UNITED STATES DISTRICT COURT
FOR THE DISRTICT OF COLUMBIA

UNITED STATES

   versus                         CRIMINAL NO.87-64
                                  Judge Richey
WILLIAM THOMAS,
           defendent

RESPONSE OF DEFENDENT WILLIAM THOMAS
TO THE MOTION OF THE UNITED STATES
TO CONSOLIDATE CASES FOR TRIAL

On March 3, 1987, the United States, by and through Linda S. Chapman, Assistant United States Attorney (AUSA) in the District of Columbia, filed a Motion 1/ requesting that the Information filed (February 18, 1987, U.S. Mag.
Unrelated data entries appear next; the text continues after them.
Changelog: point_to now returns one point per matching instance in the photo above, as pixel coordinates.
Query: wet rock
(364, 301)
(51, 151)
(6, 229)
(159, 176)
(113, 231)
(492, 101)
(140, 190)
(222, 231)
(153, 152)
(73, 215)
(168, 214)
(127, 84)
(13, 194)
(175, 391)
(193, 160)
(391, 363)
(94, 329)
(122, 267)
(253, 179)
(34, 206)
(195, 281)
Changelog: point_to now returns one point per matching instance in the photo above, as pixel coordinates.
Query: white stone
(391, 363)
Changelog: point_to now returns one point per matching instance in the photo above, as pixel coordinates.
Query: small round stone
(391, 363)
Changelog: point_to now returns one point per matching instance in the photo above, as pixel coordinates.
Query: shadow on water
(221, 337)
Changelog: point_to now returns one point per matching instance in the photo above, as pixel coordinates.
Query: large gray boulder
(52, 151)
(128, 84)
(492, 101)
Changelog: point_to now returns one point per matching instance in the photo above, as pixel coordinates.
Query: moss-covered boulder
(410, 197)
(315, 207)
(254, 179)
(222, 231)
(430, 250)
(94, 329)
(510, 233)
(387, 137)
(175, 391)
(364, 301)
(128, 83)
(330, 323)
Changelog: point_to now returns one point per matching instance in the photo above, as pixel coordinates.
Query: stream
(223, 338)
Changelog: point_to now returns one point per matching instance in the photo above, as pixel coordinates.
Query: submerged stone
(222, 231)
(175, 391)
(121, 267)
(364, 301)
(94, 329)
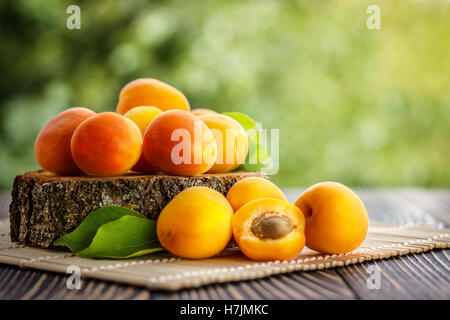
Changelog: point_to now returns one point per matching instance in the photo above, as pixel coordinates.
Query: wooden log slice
(45, 206)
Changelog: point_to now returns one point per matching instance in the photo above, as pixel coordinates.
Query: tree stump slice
(46, 206)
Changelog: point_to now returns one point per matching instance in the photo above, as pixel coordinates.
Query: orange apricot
(202, 111)
(231, 140)
(106, 144)
(151, 92)
(142, 116)
(178, 143)
(196, 223)
(269, 229)
(252, 188)
(336, 219)
(52, 146)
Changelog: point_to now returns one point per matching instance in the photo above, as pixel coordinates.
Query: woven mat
(167, 272)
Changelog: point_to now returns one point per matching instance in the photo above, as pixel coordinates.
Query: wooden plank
(385, 205)
(434, 202)
(417, 276)
(19, 283)
(420, 276)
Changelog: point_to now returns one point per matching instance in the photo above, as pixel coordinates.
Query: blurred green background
(363, 107)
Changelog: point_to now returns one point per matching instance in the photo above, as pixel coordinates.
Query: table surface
(414, 276)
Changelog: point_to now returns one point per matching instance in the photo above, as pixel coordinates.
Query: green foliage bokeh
(359, 106)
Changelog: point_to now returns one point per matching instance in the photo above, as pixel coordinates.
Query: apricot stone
(252, 188)
(52, 146)
(336, 219)
(151, 92)
(231, 140)
(269, 229)
(106, 144)
(142, 117)
(179, 143)
(196, 223)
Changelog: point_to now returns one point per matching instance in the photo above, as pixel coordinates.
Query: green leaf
(260, 158)
(246, 122)
(82, 236)
(126, 237)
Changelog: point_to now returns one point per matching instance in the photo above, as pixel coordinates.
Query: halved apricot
(269, 229)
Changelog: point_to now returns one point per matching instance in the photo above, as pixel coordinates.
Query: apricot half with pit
(269, 229)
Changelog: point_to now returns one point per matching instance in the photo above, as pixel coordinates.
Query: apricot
(142, 116)
(52, 146)
(151, 92)
(269, 229)
(202, 111)
(196, 223)
(179, 143)
(106, 144)
(336, 219)
(231, 140)
(252, 188)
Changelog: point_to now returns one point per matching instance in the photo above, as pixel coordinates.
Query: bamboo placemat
(167, 272)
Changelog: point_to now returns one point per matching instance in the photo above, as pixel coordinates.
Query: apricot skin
(52, 146)
(151, 92)
(236, 142)
(142, 116)
(262, 249)
(196, 223)
(252, 188)
(106, 144)
(336, 219)
(159, 144)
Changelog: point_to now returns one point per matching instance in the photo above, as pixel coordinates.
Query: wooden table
(416, 276)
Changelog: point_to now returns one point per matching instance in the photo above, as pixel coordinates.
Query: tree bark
(45, 206)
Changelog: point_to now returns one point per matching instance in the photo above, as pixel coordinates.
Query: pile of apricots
(199, 222)
(142, 136)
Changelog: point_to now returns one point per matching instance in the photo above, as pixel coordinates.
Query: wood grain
(421, 276)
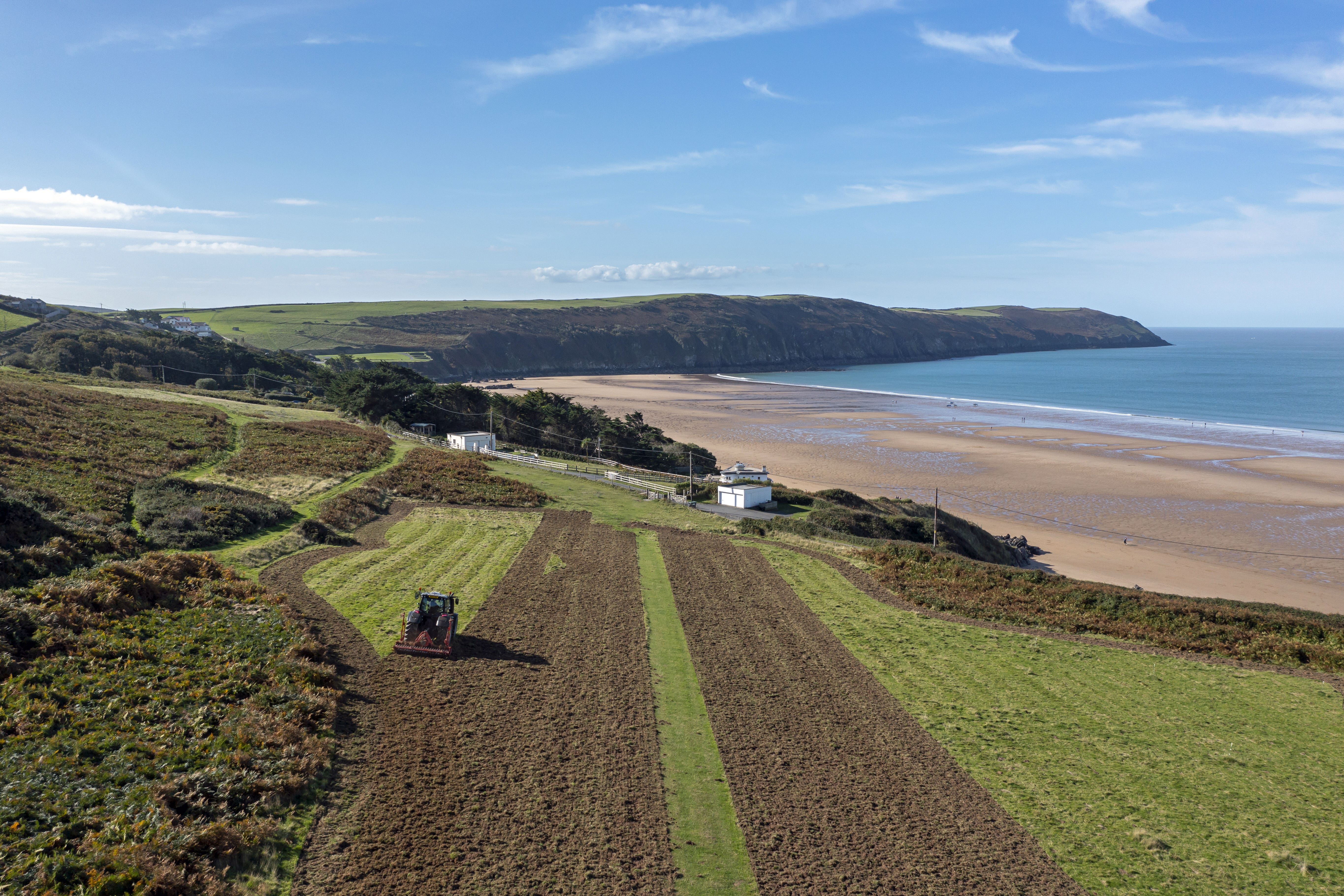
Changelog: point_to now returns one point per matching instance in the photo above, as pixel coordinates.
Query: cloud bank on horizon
(1109, 152)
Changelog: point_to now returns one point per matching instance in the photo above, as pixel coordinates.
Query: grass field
(1136, 773)
(709, 847)
(609, 504)
(439, 549)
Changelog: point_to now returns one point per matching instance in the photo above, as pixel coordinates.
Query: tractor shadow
(472, 648)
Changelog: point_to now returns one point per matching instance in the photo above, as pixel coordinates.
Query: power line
(1080, 526)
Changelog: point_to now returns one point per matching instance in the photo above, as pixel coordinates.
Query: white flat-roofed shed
(470, 441)
(744, 496)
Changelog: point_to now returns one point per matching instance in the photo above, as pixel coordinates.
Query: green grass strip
(1136, 773)
(467, 551)
(709, 848)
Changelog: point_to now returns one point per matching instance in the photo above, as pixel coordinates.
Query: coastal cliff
(724, 334)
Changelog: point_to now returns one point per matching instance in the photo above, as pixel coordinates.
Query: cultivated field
(467, 551)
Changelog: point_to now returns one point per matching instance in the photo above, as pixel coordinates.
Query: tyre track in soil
(876, 590)
(528, 766)
(838, 789)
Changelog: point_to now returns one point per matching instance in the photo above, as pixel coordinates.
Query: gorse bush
(315, 448)
(354, 508)
(176, 514)
(151, 727)
(453, 478)
(1254, 632)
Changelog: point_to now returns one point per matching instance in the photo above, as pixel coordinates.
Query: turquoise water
(1272, 378)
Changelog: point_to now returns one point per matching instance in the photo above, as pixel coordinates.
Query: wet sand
(1152, 481)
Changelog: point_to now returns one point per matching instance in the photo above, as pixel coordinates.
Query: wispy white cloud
(1306, 117)
(1068, 148)
(996, 49)
(655, 271)
(195, 33)
(1252, 233)
(667, 163)
(1096, 14)
(763, 89)
(638, 30)
(50, 205)
(1307, 68)
(198, 248)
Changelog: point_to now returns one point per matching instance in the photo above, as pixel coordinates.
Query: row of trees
(389, 394)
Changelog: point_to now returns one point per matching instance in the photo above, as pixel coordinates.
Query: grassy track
(467, 551)
(709, 848)
(609, 504)
(1134, 772)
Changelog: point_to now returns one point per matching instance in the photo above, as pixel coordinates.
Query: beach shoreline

No. 87-0114M-01) in this case be consolidated for trial with Informations, separtely foled, in the cases of USA v. Scott M. Galendez (Cr. No. 87-0123M), USA v. Stephen Semple (Cr. No. 87-0117), USA v. Philip Joseph (Cr. No. 87-0119), USA v. Ellen Thomas (Cr. No. 87-0116M), and USA v. Andrew Hammerman (Cr. No. 87-0118M) 2/.

BACKROUND

On or about February 18, 1987 an arraignment was held in this matter before U.S. Magistrate Jean Dwyer. At that time defendent (Thomas) made an oral Motion for Consolation of this case with another matter, USA v. Robert Dorrough, D.C. Cr. No. 86-371 3/, presently pending before Judge William B. Bryant. Magistrate Dwyer noted Thomas' Motion.

_______________________

1/ The United States claims it is moving pursuant to Fed. R. Cr. 2. 13 and Local Rules 405 and 406

2/ Tnomas makes no admissions, and reserves all defenses.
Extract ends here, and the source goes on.